1. Documenting everything equally. Result: bloated QMS, low adoption.
   Avoid it: apply the “extent necessary” criteria and scale documentation to risk and complexity. ¹

2. Treating templates as optional. Result: inconsistent records that don’t prove execution.
   Avoid it: make templates/checklists the default path in the procedure.

3. No control of “living documents.” Result: teams follow outdated steps from email attachments.
   Avoid it: one source of truth, controlled access, and obsolete-document handling.

4. Records exist but are not retrievable. Result: audit scramble, sampled gaps.
   Avoid it: index rules, consistent naming, and periodic retrieval testing.

5. Third party work with weak evidence. Result: you can’t prove outsourced processes met requirements.
   Avoid it: contractually require record delivery, define acceptance criteria, and store third party records in your system of record.

Enforcement context and risk implications

ISO 9001 is a standard used for certification and customer assurance rather than a government regulation. The practical “enforcement” is certification audit nonconformities, customer findings, and contractual consequences. Clause 4.4.2 failures typically show up as:

• Inability to demonstrate process control or consistent execution
• Weak traceability from requirements to results
• Increased likelihood of recurring defects because CAPA and change controls lack reliable records

Treat this as operational risk management: weak documented information control increases the chance that work diverges from intended methods without detection. ¹

A practical 30/60/90-day execution plan

First 30 days: Stabilize and make it searchable

• Assign process owners and create the process-to-evidence map for core processes.
• Stand up a single controlled location for QMS documents and records.
• Publish minimum standards: naming, versioning, approval workflow, and where records must be stored.
• Run a small retrieval drill for a recent job/order/service ticket and record the outcome.

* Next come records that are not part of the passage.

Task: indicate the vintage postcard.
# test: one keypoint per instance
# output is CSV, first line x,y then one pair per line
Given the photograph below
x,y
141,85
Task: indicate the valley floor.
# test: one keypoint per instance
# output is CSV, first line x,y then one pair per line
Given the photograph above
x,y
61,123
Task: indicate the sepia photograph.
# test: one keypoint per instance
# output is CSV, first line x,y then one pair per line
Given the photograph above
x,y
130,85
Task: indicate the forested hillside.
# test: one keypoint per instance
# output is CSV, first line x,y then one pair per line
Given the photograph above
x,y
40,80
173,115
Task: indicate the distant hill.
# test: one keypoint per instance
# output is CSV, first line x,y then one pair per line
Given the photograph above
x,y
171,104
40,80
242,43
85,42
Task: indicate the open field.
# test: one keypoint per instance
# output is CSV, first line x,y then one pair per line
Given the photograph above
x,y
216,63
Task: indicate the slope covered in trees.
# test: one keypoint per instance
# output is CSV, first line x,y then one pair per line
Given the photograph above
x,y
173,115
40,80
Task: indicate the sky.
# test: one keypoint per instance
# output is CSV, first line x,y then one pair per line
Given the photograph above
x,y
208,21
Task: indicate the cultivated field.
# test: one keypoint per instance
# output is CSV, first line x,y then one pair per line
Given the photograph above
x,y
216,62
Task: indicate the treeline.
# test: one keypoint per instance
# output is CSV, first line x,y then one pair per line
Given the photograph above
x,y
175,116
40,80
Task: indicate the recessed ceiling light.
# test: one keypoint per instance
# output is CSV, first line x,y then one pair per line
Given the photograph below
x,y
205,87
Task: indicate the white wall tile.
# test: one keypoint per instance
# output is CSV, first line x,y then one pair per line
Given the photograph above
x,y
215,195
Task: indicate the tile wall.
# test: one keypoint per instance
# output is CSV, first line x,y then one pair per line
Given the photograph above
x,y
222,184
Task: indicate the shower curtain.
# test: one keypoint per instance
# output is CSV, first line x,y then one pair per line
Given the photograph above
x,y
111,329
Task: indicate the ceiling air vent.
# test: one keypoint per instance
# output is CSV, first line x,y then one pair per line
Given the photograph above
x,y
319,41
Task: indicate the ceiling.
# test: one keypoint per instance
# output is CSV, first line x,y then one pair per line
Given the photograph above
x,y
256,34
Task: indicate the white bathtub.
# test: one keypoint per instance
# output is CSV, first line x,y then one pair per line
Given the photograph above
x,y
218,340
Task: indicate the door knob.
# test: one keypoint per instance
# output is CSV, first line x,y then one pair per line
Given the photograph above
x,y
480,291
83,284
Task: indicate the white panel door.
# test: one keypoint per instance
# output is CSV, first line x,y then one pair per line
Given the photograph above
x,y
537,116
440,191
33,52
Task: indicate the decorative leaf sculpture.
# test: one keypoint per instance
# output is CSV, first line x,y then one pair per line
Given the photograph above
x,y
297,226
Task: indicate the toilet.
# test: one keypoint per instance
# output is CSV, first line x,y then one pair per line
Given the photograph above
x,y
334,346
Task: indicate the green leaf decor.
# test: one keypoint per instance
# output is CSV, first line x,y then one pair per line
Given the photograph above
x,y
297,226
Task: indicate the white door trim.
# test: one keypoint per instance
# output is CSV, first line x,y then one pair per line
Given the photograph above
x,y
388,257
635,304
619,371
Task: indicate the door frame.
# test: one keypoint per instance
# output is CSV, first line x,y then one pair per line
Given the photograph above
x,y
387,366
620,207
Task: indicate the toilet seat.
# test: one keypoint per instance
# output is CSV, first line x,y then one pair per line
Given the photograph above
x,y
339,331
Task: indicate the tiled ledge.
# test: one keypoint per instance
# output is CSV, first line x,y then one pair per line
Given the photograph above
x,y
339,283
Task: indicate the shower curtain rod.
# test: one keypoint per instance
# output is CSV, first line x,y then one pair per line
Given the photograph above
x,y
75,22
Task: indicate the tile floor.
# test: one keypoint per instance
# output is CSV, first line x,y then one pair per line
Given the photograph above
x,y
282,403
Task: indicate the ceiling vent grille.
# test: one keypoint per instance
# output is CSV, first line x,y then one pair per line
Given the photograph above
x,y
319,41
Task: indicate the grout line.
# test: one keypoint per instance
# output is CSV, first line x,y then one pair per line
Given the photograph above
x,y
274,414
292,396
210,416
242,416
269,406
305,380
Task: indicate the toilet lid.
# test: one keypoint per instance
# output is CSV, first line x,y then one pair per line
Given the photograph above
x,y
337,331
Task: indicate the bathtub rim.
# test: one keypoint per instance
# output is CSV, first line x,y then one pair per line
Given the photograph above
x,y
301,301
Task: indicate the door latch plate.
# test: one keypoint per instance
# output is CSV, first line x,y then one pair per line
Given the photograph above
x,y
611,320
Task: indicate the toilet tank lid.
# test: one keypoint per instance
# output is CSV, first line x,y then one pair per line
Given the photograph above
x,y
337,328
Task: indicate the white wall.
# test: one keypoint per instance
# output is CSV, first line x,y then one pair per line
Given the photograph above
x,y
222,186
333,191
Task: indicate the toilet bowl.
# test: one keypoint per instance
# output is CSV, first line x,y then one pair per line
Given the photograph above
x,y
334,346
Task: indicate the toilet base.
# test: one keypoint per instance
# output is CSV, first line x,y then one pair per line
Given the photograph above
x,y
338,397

Days 31–60: Fill gaps and harden change control

• For each process, confirm you have maintained documents that match how work is actually done.
• Define mandatory record capture points and embed templates/links in procedures.
• Create or refine the document register and confirm each document has an owner and approver.
• Add third party evidence requirements to relevant SOPs and contract addenda (record delivery, formats, and timing).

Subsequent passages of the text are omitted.